When we feel alone, as she did, as so many clients do at first, we can turn to education; we can turn to learning more and finding ways out of our situation. Educating ourselves to the world around us, including our cognitive biases, our privileges, our anxieties, and our fears is a rock-solid way to understand and control them. We learn from our environments and our understanding of challenges both unique and mutual. We can handle it.

All careers, not just healthcare ones, can use some performance level-ups, but during this time of pandemic, our core focus has changed to health and wellness and how it translates to the wider world.

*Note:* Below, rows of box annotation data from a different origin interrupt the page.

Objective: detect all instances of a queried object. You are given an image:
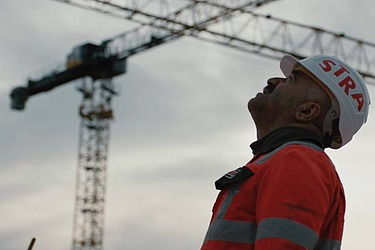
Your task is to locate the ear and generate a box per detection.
[294,102,320,122]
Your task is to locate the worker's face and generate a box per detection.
[248,71,317,138]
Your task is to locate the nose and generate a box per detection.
[267,77,285,86]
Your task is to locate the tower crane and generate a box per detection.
[11,0,375,250]
[10,0,275,250]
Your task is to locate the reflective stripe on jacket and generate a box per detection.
[201,141,345,250]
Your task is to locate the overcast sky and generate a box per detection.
[0,0,375,250]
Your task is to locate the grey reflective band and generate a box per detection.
[315,239,341,250]
[254,141,323,165]
[204,219,257,244]
[256,218,318,249]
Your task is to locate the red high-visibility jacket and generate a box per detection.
[201,141,345,250]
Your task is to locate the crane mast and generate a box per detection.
[11,0,375,250]
[11,0,280,250]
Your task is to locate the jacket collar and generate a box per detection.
[250,126,324,155]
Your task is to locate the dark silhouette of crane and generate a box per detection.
[11,0,375,250]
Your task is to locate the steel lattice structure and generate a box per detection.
[11,0,375,250]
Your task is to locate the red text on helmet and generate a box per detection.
[319,60,364,111]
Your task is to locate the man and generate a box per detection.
[201,55,370,250]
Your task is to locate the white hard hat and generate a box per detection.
[280,55,370,149]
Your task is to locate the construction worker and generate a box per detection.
[201,55,370,250]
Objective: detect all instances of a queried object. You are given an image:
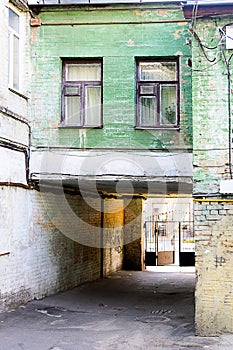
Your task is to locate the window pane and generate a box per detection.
[9,9,19,33]
[161,85,177,124]
[13,36,19,89]
[140,96,157,126]
[139,62,176,81]
[65,96,81,126]
[140,85,154,95]
[66,63,101,81]
[85,86,101,126]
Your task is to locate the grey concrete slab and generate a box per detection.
[0,271,233,350]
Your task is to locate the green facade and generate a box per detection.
[31,4,192,150]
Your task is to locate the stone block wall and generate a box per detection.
[194,199,233,336]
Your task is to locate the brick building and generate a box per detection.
[184,1,233,335]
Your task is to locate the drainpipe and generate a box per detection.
[100,197,104,278]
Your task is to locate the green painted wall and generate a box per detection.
[192,18,233,195]
[31,5,192,149]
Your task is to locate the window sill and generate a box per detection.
[8,87,29,101]
[58,124,103,129]
[134,126,180,131]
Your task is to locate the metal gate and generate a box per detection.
[144,221,195,266]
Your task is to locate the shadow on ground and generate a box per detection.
[0,271,233,350]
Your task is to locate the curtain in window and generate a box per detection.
[161,85,177,124]
[140,96,157,126]
[65,96,81,126]
[66,63,101,81]
[140,62,176,81]
[85,86,102,126]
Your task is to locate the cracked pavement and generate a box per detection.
[0,271,233,350]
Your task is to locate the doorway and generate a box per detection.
[143,198,195,268]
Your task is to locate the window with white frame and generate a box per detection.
[136,59,179,129]
[8,8,20,90]
[61,60,102,128]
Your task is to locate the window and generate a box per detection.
[61,60,102,128]
[8,8,19,90]
[136,59,179,129]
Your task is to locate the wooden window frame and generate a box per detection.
[135,57,180,130]
[60,59,103,129]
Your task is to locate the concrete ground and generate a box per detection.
[0,270,233,350]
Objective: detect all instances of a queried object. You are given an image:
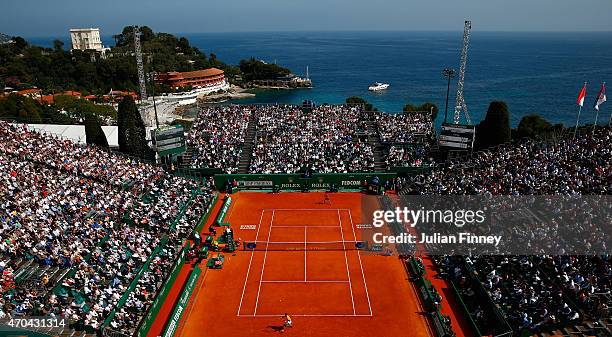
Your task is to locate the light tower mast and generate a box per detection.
[454,21,472,124]
[134,26,147,102]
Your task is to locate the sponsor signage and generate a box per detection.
[438,124,476,150]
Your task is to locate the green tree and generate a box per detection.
[117,96,149,158]
[515,114,553,138]
[53,40,64,53]
[476,101,511,149]
[85,114,108,147]
[239,57,291,82]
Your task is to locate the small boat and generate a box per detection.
[368,82,389,91]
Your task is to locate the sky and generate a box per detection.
[0,0,612,37]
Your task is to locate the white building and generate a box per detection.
[70,28,104,52]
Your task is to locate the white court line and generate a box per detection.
[253,211,274,315]
[238,314,372,318]
[304,227,308,282]
[338,211,356,315]
[238,210,264,315]
[261,280,351,283]
[348,210,372,316]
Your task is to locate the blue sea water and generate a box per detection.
[25,31,612,126]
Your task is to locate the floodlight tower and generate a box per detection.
[454,21,472,124]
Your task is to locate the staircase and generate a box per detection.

Tanya Peterson at Polish2Prosper.com, for example, is an Occupational Therapist and has made a wildly successful career out of helping healthcare professionals learn to adapt, align, and solve their challenges with the new ways of thinking. Healthcare that remains flexible and open to learning and evolution remains a strong path forward.

When we lift the often-unintended veil of ignorance, in any field, we can see the world more clearly and make better decisions for our future. The collective ignorance of health care providers can be fixed, made better, and can be passed on to others. A lack of knowledge shouldn’t be an impediment to achieving our goals, especially when that knowledge is within reach with just a few questions. If we learn by doing, then we should all work toward doing more to understand.